Tuesday, September 09, 2008

Soft option on climate means opting for defeat

Editorial
The Age

September 10, 2008

An emissions cut of only 10% by 2020 will not prevent the most catastrophic effects of climate change.


THE Howard government's oft-repeated justification for not ratifying the Kyoto Protocol was that there was no point in Australia taking action on climate change while the world's industrial giants remained intent on doing nothing. So when, only hours after being sworn in as Prime Minister, Kevin Rudd announced Australia's ratification of the protocol it was understood to mean that the Howard excuse had been officially consigned to history. Australia now accepted that it had to play an active part in responding to the greatest environmental crisis of our time, and would not wait until it was eventually dragged along by others with minimal cost to itself. There had been a fundamental shift in policy — or so it seemed.


Ten months later, rumours of the demise of the Howard excuse appear to have been greatly exaggerated. Last week the Government's chief adviser on climate change policy, Professor Ross Garnaut, recommended that Australia set itself modest targets for reducing carbon emissions, aiming for a 10% cut below 2000 levels by 2020. His reason? That he had "reluctantly concluded that a more ambitious international agreement is not possible at this stage". The Rudd Government has yet to declare whether it will be guided by Professor Garnaut's latest round of advice, but has been conspicuously silent about the reintroduction into the climate change debate of the line of argument favoured by its defeated predecessor.


The most likely effect of a 10% cut would be to contribute to the stabilisation of carbon dioxide levels in the atmosphere at 550 parts per million (ppm), a level at which, according to the great majority of climate scientists, the worst effects of climate change would be unavoidable. There would be a high probability of mass species extinction and of the irreversible melting of the Greenland ice sheet. And, to bring the matter home, Professor Garnaut conceded: "I have to say that the odds are not great for the Barrier Reef or for the economic base of the communities of the Murray-Darling if the world gets no further than 550 ppm."


Industry lobbies and politicians may have felt relieved that Professor Garnaut is no longer asking Australians to make an onerous sacrifice, but climate scientists have no illusions about the consequences of atmospheric carbon dioxide stabilising at 550 ppm. As The Age reported this week, three distinguished Australian scientists, all members of the Nobel Peace Prize-winning Intergovernmental Panel on Climate Change, have condemned the strategy of accepting what is politically palatable rather than campaigning strongly in international forums for what is necessary. Professor Amanda Lynch, of Monash University, Professor David Karoly, of the University of Melbourne, and Dr Bill Hare, an Australian at the Institute for Climate Impact Research in Potsdam, Germany, all argue that Australia should be aiming for a cut in greenhouse emissions of between 25% and 40% by 2020. Their view is partly a matter of hard science — Australia is the developed country expected to be worst affected by climate change — but partly also a matter of concern for Australia's international standing, which will be diminished if the hitherto aggressive rhetoric on climate change is not ultimately reflected in policy.


The temptation to take a soft option on climate change is as obvious as it is insidious.

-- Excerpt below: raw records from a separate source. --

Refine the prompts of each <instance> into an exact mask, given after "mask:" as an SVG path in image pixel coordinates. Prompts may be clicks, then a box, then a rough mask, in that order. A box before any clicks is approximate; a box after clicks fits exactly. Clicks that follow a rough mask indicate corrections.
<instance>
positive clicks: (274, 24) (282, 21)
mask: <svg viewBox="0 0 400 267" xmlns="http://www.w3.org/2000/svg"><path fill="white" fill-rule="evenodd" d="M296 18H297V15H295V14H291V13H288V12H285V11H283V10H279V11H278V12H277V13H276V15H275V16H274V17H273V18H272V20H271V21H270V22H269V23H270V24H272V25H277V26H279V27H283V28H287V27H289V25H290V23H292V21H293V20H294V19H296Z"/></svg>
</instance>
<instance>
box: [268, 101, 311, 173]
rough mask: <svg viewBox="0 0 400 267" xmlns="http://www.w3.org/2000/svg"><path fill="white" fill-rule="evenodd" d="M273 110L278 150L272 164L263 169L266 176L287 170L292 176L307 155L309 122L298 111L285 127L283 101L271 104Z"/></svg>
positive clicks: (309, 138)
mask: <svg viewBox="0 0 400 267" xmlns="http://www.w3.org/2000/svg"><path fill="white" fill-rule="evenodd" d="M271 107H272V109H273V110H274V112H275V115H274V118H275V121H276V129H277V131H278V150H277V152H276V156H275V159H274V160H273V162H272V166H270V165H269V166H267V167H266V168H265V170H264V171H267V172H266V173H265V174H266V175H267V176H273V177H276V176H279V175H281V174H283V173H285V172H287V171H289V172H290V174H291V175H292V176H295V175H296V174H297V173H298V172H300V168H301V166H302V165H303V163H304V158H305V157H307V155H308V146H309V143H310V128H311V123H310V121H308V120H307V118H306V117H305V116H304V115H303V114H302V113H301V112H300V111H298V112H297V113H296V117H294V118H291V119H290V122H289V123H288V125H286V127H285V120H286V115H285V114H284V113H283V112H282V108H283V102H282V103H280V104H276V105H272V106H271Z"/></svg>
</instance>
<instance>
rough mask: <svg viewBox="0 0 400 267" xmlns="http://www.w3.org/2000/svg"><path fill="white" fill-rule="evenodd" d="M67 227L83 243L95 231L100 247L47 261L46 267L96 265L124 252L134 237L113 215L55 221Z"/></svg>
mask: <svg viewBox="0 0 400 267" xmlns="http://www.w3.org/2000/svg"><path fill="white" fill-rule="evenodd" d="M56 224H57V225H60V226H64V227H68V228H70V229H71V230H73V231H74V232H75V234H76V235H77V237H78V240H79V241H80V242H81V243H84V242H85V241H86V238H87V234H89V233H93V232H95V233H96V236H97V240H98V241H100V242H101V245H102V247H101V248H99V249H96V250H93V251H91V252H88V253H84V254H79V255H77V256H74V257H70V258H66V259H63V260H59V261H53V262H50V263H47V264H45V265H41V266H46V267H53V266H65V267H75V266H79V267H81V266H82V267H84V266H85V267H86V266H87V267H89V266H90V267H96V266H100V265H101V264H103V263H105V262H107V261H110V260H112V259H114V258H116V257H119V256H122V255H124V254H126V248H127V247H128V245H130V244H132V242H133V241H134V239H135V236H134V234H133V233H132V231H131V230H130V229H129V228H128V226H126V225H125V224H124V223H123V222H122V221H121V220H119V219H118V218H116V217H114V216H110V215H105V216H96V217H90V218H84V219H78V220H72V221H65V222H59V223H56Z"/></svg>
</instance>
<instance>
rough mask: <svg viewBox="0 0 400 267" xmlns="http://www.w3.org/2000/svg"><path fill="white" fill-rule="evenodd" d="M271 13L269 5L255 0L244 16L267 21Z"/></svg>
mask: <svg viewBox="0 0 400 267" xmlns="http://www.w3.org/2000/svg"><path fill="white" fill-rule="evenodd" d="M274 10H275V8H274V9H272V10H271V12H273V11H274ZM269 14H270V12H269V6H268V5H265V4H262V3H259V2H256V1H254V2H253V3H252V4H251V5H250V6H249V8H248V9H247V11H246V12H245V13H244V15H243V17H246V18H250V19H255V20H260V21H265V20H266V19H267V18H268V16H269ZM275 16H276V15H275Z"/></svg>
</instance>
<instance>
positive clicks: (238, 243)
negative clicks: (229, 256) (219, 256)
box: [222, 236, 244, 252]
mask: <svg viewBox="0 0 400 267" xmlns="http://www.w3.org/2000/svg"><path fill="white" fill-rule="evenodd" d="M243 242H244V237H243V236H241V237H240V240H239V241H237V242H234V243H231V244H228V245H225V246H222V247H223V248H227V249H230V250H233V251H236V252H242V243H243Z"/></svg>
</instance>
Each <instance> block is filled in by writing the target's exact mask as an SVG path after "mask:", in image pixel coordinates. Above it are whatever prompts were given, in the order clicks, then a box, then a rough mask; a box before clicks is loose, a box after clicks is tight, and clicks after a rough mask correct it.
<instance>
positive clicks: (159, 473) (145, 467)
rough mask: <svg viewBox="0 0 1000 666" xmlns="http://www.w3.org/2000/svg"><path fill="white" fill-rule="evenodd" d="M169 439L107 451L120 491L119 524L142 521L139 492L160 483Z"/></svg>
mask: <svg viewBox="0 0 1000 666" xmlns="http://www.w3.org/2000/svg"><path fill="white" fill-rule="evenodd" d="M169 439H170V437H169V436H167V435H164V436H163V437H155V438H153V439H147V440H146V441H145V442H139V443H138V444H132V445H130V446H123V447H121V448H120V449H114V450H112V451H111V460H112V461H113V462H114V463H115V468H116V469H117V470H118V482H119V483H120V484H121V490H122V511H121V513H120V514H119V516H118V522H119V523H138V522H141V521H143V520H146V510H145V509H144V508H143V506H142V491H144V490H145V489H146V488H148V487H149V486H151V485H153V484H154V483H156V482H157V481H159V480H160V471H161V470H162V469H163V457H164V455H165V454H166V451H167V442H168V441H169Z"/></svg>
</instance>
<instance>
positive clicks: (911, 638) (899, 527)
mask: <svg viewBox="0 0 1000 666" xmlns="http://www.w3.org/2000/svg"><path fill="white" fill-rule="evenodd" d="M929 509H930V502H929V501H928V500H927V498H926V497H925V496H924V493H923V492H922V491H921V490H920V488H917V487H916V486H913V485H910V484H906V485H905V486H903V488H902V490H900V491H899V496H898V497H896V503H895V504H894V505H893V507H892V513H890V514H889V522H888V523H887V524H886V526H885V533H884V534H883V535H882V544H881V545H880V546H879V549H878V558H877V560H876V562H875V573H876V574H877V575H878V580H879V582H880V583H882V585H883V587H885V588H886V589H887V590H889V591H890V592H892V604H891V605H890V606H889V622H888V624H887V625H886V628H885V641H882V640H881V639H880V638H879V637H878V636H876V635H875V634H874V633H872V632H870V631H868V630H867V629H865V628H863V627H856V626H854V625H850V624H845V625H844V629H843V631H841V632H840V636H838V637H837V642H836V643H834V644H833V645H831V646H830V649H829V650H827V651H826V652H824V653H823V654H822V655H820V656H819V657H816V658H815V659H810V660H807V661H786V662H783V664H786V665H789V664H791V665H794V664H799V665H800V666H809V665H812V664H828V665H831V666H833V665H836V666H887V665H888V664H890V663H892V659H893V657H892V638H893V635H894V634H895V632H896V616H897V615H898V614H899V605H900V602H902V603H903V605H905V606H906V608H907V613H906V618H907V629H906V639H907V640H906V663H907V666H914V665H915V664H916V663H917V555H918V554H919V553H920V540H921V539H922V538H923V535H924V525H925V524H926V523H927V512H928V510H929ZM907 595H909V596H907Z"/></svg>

Politicians enjoy basking in the sort of adulation that Mr Rudd and Climate Change Minister Penny Wong received at the Bali conference last year, but baulk at having to devise policies that will, among other things, make life harder for voters. The Opposition has taken a frankly populist line on climate change, and the Government, in its green paper responding to Professor Garnaut's earlier draft report, has clearly assessed his emissions-trading proposals as much by the political cost of implementing them as by the environmental cost of not doing so.


Some areas of policymaking, however, require more than an opportunist eye on the next election. A government that is seriously committed to meeting the challenges of climate change will heed informed scientific opinion on acceptable levels of carbon dioxide and other greenhouse gases, and seek to explain to voters why it is necessary to curb emissions accordingly. It would lobby strongly in international forums to help forge the agreement that is now lacking, rather than acquiescing in disagreement. It would be a government that is willing to lead. Unfortunately, that prospect seems to have become all too intimidating for the Rudd Government and its climate change adviser.